During a high level conference organised by the European Commission in Brussels, the three leaders requested massive international assistance but insisted on retaining the ownership of the recovery effort.
Thanks to global action, the Ebola epidemic now appears to be contained and the next target is to bring the number of new Ebola infections down to zero.
The Ebola: from emergency to recovery conference was not intended to be a donour conference, but rather to focus on the next steps to reach this target and prevent new cases.
The main message was delivered by Ellen Johnson Sirleaf, one of the most respected leaders in the developing world, who has been President of Liberia since 2006.
Speaking on behalf of her colleagues from Guinea and Sierra Leone, she said that the three leaders had come to Brussels “in a show of unity”. Sirleaf thanked the EU and the other international players who had helped turn the tide against the deadly disease.
But she stressed that Ebola had largely destabilised the three countries, forcing the closure of borders, schools, farms, trade and travel routes. Markets had ceased activities, and contractors and investors have fled the region, she explained. As a result of falling revenue, fiscal balances weakened, Sirleaf said, while expenditure increased, largely on health operations. GDP projected for 2014 across the region dropped, and may deteriorate even further in 2015, the Liberian leader warned.
As Liberia, Sierra Leone and Guinea take the first steps to recovery, Sirleaf said that the three countries also needed their international partners to remain committed and help them stabilise their economies. And as these countries’ markets are relatively small, the best solution was a regional approach.
But she stressed that any regional plan should be “home-grown”.

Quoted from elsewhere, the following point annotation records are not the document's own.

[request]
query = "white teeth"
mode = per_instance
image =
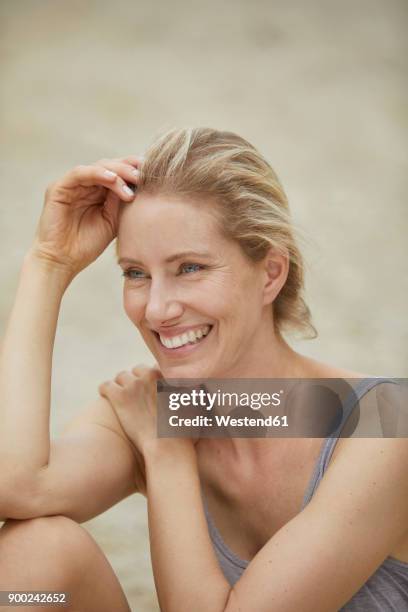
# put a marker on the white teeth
(191, 336)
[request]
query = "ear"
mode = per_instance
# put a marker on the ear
(275, 272)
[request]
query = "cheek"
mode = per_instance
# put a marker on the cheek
(133, 305)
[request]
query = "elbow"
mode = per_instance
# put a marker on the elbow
(18, 497)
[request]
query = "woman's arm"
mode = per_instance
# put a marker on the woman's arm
(78, 221)
(25, 369)
(315, 563)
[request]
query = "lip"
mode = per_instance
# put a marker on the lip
(177, 331)
(181, 350)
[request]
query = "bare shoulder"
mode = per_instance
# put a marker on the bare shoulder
(318, 369)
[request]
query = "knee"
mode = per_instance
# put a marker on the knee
(47, 539)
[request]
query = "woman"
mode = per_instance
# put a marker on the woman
(207, 249)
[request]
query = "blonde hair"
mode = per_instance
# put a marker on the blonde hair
(204, 162)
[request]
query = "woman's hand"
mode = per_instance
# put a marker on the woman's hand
(80, 214)
(133, 396)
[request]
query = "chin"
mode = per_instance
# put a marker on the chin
(186, 371)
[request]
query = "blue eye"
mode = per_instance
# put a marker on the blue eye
(133, 273)
(191, 267)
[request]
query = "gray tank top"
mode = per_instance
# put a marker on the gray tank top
(385, 591)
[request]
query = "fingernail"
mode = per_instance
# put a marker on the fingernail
(128, 190)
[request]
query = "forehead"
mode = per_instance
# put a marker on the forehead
(163, 221)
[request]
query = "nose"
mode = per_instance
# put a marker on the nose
(162, 304)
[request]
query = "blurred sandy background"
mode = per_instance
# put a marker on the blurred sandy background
(319, 87)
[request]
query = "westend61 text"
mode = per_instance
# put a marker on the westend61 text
(228, 421)
(207, 400)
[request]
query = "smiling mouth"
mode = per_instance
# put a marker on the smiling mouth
(191, 337)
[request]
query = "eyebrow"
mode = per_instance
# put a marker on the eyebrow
(170, 259)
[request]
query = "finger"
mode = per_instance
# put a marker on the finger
(126, 171)
(139, 369)
(134, 160)
(124, 378)
(109, 389)
(88, 176)
(111, 210)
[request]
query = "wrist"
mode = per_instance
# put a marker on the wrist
(168, 450)
(61, 273)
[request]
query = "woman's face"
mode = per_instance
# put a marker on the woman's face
(192, 294)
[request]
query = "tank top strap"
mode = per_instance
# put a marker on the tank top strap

“There is no doubt that this would require substantial resources – even a ‘Marshall Plan’, as suggested by World Bank President [Dr. Jim Yong Kim]. We believe that this can be achieved by allocation of the additional resources committed by the European Commission,” Sirleaf said.
“Our task would be to formulate a regional plan, a roadmap and a coordinating structure. We propose to conclude this in the next month,” she added.

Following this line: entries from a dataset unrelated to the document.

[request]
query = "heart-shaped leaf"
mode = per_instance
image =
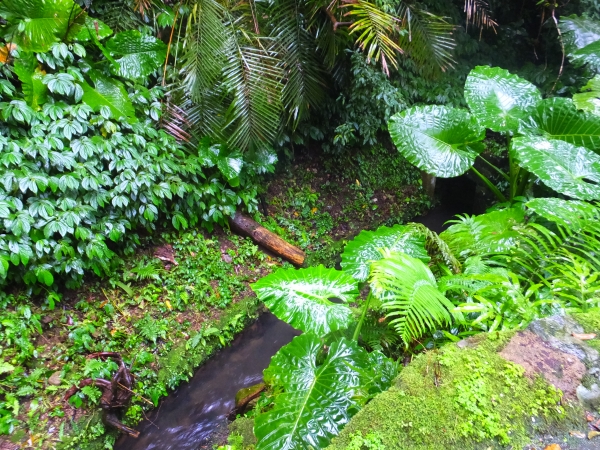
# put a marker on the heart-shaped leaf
(365, 248)
(440, 140)
(569, 170)
(137, 54)
(34, 25)
(317, 399)
(302, 298)
(498, 98)
(108, 92)
(558, 118)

“If we are to achieve our economic goals, more will be required. Our investing partners must give back more. In fair taxes, fair pricing and fair high level job opportunities,” President Sirleaf further argued, adding that in return, the three countries would do their part, by creating a better business environment and by better controlling corruption.

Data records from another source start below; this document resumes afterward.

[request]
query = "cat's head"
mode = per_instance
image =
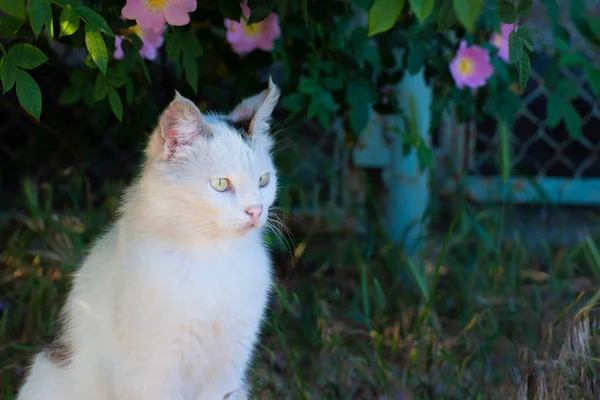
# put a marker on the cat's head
(212, 173)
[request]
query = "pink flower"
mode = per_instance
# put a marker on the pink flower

The Liberian leader appealed for direct budget support, debt cancelation in favour of the affected countries and “full disclosure” of all resources committed for the fight against Ebola.
The European Commission agreed to add the “promotion of regional cooperation” to its press release from the conference, but also insisted that the affected countries should improve their governance and accountability.
European Union foreign affairs chief Federica Mogherini said that the EU had the responsibility to be effective in its development assistance, to promote good governance and invigorate regional cooperation.
Asked to name the three things the conference was able to achieve, Humanitarian Aid and Crisis Response Commissioner Christos Stylianides, who is also the EU’s Ebola coordinator, said the most important was to maintain international support until there are no more Ebola cases. The second iws to promote regional cooperation in tackling the disease, which knows no borders. The third is assisting the recovery of Liberia, Sierra Leone and Guinea, especially in health, education, water and sanitation.